Elizabeth Tali at a store that she has turned into a home. She and her family were kicked out the temporary camp at Ngei Primary School.[Beverlyne Musili, Standard]

On Thursday morning, as Elizabeth Tali’s husband and children left home, the thin and dark middle-aged woman stayed back, thinking.

For the better part of the morning, she locked herself inside the dark, unventilated tin store that now serves as her new home, contemplating her family’s future and battling thoughts of inadequacy as a parent.

On Wednesday afternoon, Tali, a househelp, her husband, a casual labourer, and three teenage children began a life of deprivation and destitution.

Tali’s family is one of the 6,000 whose houses were burnt down in Kijiji slum, Langata, in late January. Since the fire incident, the families have been putting up at the nearby Ngei Primary School.

On Wednesday evening, the camp was officially closed. Even though the camp’s administration had warned the victims about the closure, many were still unprepared to move out. Luckily, the day the camp was closed, Tali found an empty store at the edge of the slum and converted it into a home.

“We rented this store for Sh2,500. I feel ashamed that our teenage children have been forced to share a room with their parents,” says Tali, a mother of a 16-year-old boy and two girls aged 13 and 10.

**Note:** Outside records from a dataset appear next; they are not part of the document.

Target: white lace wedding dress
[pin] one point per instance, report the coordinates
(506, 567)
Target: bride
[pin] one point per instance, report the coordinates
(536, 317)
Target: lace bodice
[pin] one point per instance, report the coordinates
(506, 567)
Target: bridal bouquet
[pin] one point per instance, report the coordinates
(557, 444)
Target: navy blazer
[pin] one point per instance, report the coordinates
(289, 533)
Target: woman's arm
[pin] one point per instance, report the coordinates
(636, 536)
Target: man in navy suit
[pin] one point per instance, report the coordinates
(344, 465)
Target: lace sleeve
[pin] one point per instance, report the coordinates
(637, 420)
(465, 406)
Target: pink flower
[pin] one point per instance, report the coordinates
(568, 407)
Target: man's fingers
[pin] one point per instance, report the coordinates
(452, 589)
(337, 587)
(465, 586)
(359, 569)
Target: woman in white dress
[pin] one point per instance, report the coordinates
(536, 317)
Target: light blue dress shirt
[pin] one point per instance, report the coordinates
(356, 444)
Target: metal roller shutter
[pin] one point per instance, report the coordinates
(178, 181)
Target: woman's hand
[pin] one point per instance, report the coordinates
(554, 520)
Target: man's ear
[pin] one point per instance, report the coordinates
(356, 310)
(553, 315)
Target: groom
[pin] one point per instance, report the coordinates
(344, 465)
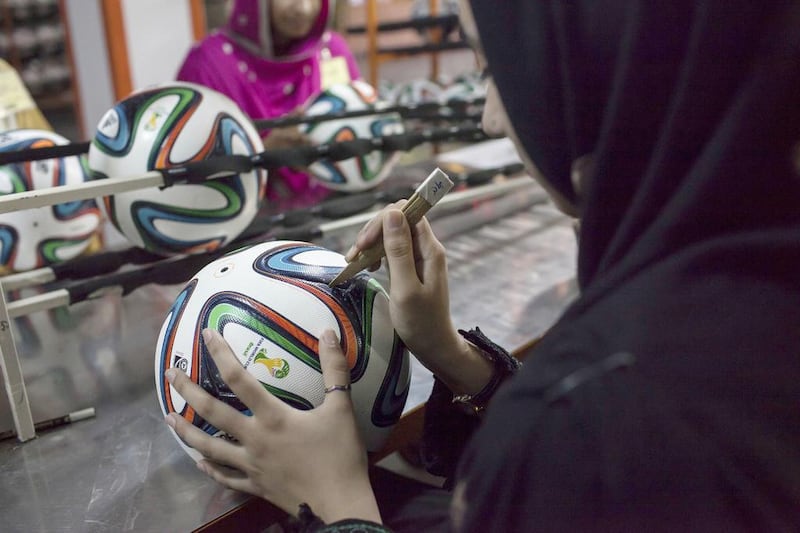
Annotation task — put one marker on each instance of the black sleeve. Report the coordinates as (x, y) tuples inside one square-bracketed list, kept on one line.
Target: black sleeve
[(446, 430)]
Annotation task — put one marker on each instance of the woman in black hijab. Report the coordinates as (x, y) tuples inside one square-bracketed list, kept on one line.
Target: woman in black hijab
[(668, 396)]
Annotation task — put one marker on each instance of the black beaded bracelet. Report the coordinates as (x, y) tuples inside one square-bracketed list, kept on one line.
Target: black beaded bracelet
[(504, 364)]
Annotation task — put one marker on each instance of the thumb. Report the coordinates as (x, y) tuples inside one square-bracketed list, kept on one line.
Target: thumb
[(335, 372), (399, 249)]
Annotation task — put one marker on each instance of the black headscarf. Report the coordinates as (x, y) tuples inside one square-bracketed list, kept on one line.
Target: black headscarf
[(668, 395)]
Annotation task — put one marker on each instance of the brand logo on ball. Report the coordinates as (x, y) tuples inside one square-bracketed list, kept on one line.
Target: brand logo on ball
[(278, 368), (153, 122)]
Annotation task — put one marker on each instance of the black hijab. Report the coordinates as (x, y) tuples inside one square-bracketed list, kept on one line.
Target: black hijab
[(668, 395)]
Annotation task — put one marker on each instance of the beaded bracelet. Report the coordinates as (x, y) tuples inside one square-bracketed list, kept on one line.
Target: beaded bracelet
[(504, 364)]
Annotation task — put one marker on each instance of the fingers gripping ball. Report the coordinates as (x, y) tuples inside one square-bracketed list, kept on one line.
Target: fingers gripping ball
[(34, 238), (271, 302), (168, 126), (356, 173)]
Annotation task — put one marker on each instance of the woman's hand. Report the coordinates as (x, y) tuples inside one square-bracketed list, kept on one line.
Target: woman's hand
[(420, 300), (284, 455)]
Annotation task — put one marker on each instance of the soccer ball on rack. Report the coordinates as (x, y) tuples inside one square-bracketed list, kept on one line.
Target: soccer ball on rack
[(356, 173), (168, 126), (33, 238), (271, 302)]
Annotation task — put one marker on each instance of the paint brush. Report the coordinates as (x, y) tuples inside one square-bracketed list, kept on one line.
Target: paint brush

The store, a tiny and drab iron sheet structure, can barely hold one person. Tali has carefully stacked the set of small mattresses she got from friends and one from the camp side by side on the hard concrete floor.

No toilets

Tali and her husband sleep on one stack, while her three children share the other stack.

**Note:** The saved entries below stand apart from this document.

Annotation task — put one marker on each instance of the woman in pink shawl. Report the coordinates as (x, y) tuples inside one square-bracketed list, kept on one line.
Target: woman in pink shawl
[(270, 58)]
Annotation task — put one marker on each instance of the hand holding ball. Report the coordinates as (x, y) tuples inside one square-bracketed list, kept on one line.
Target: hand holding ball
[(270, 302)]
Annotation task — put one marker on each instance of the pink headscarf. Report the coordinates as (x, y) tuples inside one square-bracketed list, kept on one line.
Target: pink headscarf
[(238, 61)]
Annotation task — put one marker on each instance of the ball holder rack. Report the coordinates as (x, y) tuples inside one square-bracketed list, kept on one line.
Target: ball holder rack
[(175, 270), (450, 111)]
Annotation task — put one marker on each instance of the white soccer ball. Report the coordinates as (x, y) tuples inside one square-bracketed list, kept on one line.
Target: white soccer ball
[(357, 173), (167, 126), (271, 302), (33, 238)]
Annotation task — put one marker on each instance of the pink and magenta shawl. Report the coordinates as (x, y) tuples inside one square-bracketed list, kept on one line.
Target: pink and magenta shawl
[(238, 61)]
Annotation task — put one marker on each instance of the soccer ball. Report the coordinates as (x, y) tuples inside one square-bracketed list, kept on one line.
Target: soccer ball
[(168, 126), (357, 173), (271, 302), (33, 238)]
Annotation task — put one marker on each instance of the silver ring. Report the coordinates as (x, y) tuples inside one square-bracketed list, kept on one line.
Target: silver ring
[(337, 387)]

After lining the mattresses on the floor, the room has just enough space to fit their clothes, food donations from the camp, a basin and a kerosene lamp and stove, everything the family has.

“If we want to shower or relieve ourselves we have to go to the shopping centre. We pay five shillings to use the toilet and 10 to take a bath,” she adds.

The other homeless victims also claim that they now have to use public bathrooms and toilets, which is risky given Langata’s water shortage. With a roof over her head, Tali is better off than many others.

At the shopping centre, a group of women cluster together outside a small eatery, just slightly larger than Tali’s house.

“The owner told us we can sleep here, but we couldn’t fit so we were forced to sleep outside,” says Francisca Muthoki, gently rocking her six-month-old baby who is still recuperating from asphyxia, after she choked on flames during the fire.

Learning disrupted

One of the women, Cecilia Muthoki, cooks chapatis at the eatery, while her colleagues Mukina and Jacqueline Mueni, who operated salons at the slum, say they still do not have any source of income. Until they find help or money, they intend to continue sleeping with their children on the ground.

Pius Masai, Deputy Director of the National Disaster Management Unit and overall head of the camp, says the families should be realistic and appreciate the help the Government and well-wishers accorded them.

“The camp was at a school, so we cannot stay there indefinitely and continue to disrupt learning,” he says.

He adds that the camp administration offered the victims enough time and supplies to help them start life.